Wegner detailed his personal experience last year when his own conscious will temporarily went away when he developed a non-malignant brain tumor. He found himself with symptoms analogous to Alien Hand Syndrome in which his right hand began performing actions without him being aware.
“Standing at the counter getting ready to wash a pear I found that the pear had been picked up by my far right [hand] and brought in front of me,” he said. “I almost felt like saying thank you.”
After his own experience and numerous other studies, Wegner came to rethink conscious will as an experience rather than as a cause of action.
“We normally think of thought and action as occurring in a simple causal relationship,” Wegner said. “We are agents whose mental systems allow us to know what we are doing, often in advance of the action. This knowledge allows us to draw causal inferences about apparent relationships between our thoughts and actions, and these inferences can lead to the experience of agency.”

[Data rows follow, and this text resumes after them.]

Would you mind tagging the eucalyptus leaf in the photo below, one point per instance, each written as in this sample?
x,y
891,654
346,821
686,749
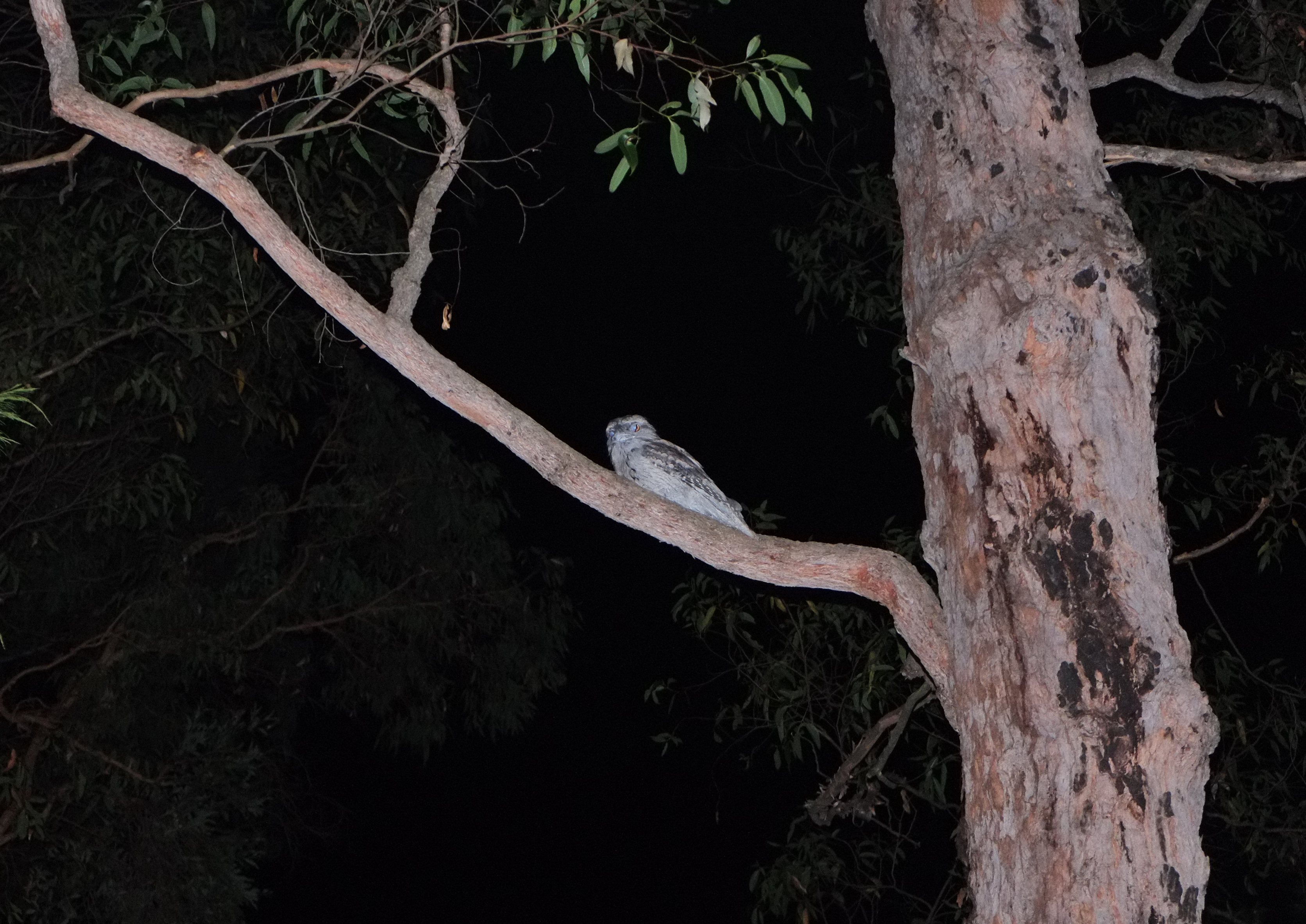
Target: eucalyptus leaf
x,y
791,80
623,168
211,23
771,96
612,140
581,56
680,155
750,97
787,62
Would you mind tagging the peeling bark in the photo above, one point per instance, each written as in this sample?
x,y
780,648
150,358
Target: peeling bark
x,y
1084,738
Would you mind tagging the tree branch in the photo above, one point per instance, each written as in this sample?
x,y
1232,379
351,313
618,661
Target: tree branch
x,y
874,574
1219,544
1227,168
828,802
1161,72
1172,45
407,281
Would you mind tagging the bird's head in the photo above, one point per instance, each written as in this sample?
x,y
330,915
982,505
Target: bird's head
x,y
630,429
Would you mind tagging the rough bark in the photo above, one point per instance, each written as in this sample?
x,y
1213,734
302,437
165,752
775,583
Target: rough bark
x,y
1084,738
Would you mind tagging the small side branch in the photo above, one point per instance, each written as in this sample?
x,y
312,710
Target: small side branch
x,y
1227,168
407,281
1219,544
1161,72
830,802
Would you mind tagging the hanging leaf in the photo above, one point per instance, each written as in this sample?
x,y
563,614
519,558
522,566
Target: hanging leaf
x,y
623,168
787,62
771,96
612,140
581,56
625,56
211,23
680,156
791,80
750,97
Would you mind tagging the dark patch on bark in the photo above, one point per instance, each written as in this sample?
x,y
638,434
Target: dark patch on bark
x,y
1172,884
1084,278
1062,106
1122,353
980,437
1139,281
1118,668
1036,38
1072,697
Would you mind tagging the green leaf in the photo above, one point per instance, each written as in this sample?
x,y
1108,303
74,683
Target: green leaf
x,y
771,96
791,80
630,151
612,141
358,145
581,56
623,168
787,62
750,97
211,23
680,156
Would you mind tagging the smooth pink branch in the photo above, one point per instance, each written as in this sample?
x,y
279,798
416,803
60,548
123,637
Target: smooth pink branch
x,y
875,574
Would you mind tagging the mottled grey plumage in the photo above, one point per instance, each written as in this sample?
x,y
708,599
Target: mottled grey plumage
x,y
664,468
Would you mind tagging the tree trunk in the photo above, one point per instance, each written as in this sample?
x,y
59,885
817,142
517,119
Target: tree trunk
x,y
1084,739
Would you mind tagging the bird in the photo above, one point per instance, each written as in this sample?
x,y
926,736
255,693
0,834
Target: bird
x,y
664,468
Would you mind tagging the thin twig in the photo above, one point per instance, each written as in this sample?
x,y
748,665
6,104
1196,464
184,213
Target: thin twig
x,y
1220,543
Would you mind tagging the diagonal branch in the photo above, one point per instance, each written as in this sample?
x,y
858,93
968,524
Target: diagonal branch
x,y
1220,543
1190,23
1161,72
407,281
875,574
1228,168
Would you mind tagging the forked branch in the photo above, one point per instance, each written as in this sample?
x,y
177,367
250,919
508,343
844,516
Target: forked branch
x,y
1161,72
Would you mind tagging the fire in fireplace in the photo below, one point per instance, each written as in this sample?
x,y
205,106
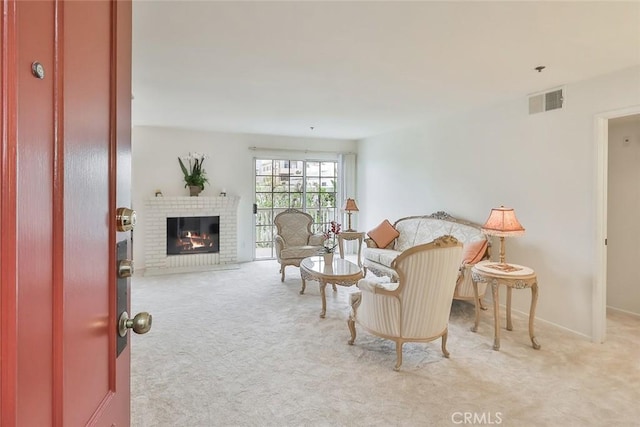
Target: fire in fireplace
x,y
193,235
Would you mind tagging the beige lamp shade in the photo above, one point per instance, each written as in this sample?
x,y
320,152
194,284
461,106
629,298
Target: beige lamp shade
x,y
350,206
502,222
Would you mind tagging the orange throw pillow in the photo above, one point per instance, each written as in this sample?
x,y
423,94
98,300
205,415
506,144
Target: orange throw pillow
x,y
383,234
474,251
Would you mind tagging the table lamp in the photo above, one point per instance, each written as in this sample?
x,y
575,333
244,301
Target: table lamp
x,y
503,223
350,207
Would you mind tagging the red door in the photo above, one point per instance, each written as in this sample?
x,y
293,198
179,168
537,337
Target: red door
x,y
64,169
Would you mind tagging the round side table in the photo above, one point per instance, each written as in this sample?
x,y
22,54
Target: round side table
x,y
513,276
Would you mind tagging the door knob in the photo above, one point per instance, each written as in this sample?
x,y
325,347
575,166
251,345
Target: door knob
x,y
125,268
141,323
125,219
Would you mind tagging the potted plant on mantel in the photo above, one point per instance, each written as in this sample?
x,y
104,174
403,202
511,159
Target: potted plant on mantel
x,y
195,176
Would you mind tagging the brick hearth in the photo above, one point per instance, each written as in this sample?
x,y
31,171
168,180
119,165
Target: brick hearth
x,y
158,209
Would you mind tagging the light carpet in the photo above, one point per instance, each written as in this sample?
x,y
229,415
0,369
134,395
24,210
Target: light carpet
x,y
240,348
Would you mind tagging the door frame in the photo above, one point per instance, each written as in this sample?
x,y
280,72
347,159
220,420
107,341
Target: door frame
x,y
599,287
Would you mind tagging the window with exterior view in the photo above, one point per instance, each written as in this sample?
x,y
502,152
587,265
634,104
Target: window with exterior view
x,y
310,186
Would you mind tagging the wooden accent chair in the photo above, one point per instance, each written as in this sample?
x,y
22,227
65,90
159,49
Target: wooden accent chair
x,y
294,239
417,307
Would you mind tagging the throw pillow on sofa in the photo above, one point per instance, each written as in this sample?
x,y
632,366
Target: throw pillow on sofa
x,y
383,234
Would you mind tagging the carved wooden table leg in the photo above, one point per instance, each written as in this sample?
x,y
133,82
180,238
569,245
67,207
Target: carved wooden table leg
x,y
512,276
496,315
323,285
509,324
474,328
532,315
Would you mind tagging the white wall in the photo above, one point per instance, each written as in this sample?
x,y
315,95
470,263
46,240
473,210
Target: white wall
x,y
623,224
542,165
155,153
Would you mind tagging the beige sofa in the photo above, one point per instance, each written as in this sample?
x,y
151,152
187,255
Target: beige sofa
x,y
416,230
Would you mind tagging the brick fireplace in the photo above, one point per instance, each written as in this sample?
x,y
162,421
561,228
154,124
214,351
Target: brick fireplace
x,y
158,209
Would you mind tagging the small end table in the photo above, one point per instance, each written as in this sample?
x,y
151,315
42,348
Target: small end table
x,y
351,235
513,276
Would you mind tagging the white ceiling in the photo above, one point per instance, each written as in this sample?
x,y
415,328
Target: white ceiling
x,y
357,69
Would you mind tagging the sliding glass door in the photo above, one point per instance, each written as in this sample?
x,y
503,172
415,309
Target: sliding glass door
x,y
310,186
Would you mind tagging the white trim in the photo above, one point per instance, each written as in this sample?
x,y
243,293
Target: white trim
x,y
599,293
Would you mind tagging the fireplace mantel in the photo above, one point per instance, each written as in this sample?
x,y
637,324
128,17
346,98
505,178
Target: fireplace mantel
x,y
158,209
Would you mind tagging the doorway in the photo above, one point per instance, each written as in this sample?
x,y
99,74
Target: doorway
x,y
308,185
599,302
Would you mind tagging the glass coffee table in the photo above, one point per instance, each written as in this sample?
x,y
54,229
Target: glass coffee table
x,y
339,272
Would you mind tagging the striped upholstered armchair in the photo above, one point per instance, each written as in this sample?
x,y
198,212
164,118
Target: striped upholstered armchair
x,y
416,307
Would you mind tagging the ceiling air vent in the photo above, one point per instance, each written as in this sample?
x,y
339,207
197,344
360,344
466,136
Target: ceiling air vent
x,y
546,101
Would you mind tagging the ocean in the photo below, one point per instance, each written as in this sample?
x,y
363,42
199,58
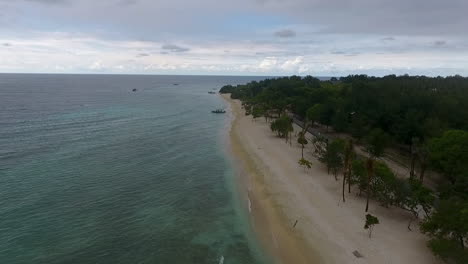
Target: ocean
x,y
92,172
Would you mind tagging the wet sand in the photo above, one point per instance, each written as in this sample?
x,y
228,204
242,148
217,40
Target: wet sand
x,y
278,192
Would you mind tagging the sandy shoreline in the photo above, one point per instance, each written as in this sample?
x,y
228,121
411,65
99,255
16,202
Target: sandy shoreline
x,y
278,193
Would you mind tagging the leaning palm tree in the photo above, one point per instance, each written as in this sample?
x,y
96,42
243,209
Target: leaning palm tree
x,y
347,164
370,172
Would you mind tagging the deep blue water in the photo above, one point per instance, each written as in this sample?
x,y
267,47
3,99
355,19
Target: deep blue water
x,y
91,172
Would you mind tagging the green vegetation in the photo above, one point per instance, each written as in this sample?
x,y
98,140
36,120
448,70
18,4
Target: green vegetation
x,y
305,163
423,118
371,221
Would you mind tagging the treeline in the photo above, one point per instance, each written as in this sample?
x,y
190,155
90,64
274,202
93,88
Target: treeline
x,y
426,116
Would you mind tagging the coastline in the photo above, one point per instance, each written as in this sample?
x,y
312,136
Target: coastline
x,y
278,193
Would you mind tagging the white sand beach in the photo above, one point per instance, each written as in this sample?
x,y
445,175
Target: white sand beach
x,y
327,230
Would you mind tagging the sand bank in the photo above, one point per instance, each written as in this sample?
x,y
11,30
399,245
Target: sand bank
x,y
278,193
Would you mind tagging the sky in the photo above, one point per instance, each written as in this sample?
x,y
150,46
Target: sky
x,y
235,37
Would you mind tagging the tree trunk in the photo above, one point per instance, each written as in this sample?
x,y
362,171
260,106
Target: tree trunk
x,y
344,183
349,181
413,162
370,171
423,170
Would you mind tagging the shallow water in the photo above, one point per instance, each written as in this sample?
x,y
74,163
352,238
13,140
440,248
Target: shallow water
x,y
91,172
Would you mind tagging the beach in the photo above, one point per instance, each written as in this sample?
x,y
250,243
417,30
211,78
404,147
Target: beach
x,y
299,215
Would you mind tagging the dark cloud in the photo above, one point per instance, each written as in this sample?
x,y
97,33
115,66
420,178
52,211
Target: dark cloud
x,y
127,2
440,43
142,55
49,1
396,17
174,48
285,33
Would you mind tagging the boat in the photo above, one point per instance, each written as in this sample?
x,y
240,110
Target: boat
x,y
219,111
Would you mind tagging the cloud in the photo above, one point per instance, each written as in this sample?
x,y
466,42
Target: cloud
x,y
49,1
338,52
174,48
285,33
439,43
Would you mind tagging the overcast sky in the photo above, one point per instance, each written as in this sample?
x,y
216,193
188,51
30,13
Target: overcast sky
x,y
236,37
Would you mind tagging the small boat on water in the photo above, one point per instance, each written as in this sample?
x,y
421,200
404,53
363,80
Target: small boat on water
x,y
219,111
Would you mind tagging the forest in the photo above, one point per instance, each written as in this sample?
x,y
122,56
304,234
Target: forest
x,y
424,119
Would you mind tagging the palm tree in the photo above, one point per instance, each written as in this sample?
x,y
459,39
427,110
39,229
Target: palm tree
x,y
347,164
370,172
303,141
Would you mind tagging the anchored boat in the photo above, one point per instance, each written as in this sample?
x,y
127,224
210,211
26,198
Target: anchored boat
x,y
219,111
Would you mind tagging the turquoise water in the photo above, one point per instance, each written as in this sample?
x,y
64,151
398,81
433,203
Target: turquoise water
x,y
91,172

By the end of the conference, at least one panelist had changed her mind on free will.
“I now no longer believe there is such a thing as free will. I have come to believe there are processes that are beyond our control,” Esther Sternberg, a neuro-immunologist at the National Institutes of Health, said. “It’s always going to be influenced in one direction or another by many biological factors of which we have no control.”
The conference ended Friday evening with a reception at the Muscarelle Museum of Art. College President Taylor Reveley made an appearance, where he took a moment to praise the exchange of ideas that took place during the conference.
“You guys did it right,” Reveley said.